Far EastVladivostok, Russia
In Siberia, Admiral Kolchak's army had disintegrated. He himself gave up command after the loss of Omsk and designated Gen. Grigory Semyonov as the new leader of the White Army in Siberia. Not long afterward, Kolchak was arrested by the disaffected Czechoslovak Corps as he traveled towards Irkutsk without the protection of the army and was turned over to the socialist Political Centre in Irkutsk. Six days later, the regime was replaced by a Bolshevik-dominated Military-Revolutionary Committee. On 6–7 February Kolchak and his prime minister Victor Pepelyaev were shot and their bodies were thrown through the ice of the frozen Angara River, just before the arrival of the White Army in the area.

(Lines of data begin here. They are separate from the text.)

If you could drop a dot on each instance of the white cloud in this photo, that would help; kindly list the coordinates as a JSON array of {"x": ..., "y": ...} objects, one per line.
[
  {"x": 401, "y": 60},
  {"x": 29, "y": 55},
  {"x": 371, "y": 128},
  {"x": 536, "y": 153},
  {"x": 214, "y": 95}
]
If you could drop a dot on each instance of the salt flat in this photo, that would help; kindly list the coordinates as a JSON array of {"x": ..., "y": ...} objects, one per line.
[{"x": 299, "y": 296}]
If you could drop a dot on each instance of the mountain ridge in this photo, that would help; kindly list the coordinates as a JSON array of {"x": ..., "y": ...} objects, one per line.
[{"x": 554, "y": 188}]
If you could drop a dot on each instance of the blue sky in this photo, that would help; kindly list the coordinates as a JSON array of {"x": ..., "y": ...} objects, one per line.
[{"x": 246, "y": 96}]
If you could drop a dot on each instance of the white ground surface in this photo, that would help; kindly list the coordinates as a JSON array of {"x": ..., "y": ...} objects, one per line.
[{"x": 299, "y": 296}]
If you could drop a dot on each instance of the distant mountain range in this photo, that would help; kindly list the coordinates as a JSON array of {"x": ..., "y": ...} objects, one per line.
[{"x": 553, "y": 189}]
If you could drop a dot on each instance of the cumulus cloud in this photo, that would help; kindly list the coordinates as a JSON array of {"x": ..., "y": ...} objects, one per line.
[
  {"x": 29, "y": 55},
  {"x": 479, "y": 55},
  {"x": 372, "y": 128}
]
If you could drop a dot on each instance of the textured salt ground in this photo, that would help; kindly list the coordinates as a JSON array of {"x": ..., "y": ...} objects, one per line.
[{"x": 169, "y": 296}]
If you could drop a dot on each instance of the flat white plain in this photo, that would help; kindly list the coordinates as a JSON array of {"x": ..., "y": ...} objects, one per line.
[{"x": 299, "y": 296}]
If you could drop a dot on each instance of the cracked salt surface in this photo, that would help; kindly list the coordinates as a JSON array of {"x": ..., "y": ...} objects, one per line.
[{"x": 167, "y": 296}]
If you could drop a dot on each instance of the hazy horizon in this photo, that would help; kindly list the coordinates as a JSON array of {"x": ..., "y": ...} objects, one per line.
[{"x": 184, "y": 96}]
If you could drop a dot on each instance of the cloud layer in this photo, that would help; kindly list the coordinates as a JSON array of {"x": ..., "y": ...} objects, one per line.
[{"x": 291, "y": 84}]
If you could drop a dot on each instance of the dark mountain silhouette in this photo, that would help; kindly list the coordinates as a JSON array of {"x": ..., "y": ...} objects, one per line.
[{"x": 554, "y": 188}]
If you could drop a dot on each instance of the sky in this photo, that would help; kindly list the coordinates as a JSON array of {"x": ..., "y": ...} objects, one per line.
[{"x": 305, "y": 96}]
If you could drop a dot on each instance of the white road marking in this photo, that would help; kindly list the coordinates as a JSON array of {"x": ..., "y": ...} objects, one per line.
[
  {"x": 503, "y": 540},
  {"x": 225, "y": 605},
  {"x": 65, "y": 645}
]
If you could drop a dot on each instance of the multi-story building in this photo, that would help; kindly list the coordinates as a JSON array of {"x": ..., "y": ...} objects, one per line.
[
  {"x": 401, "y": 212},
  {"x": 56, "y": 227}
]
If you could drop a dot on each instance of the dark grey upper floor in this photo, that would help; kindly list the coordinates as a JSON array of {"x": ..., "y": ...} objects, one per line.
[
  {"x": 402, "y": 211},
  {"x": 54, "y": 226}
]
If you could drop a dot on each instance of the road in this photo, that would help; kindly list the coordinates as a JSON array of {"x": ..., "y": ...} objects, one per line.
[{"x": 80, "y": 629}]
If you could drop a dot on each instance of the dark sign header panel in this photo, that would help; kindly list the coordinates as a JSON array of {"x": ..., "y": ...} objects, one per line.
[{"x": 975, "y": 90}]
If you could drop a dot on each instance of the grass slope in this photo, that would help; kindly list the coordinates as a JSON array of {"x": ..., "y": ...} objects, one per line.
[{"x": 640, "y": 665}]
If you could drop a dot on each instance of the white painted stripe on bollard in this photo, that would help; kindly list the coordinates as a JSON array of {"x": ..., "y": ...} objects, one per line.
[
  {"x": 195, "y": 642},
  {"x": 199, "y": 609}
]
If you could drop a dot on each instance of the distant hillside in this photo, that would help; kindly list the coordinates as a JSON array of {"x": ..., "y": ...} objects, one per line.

Remnants of Kolchak's army reached Transbaikalia and joined Semyonov's troops, forming the Far Eastern army. With the support of the Japanese army it was able to hold Chita, but after the withdrawal of Japanese soldiers from Transbaikalia, Semenov's position became untenable, and in November 1920 he was driven by the Red Army from Transbaikalia and took refuge in China. The Japanese, who had plans to annex the Amur Krai, finally pulled their troops out as Bolshevik forces gradually asserted control over the Russian Far East. On 25 October 1922 Vladivostok fell to the Red Army, and the Provisional Priamur Government was extinguished.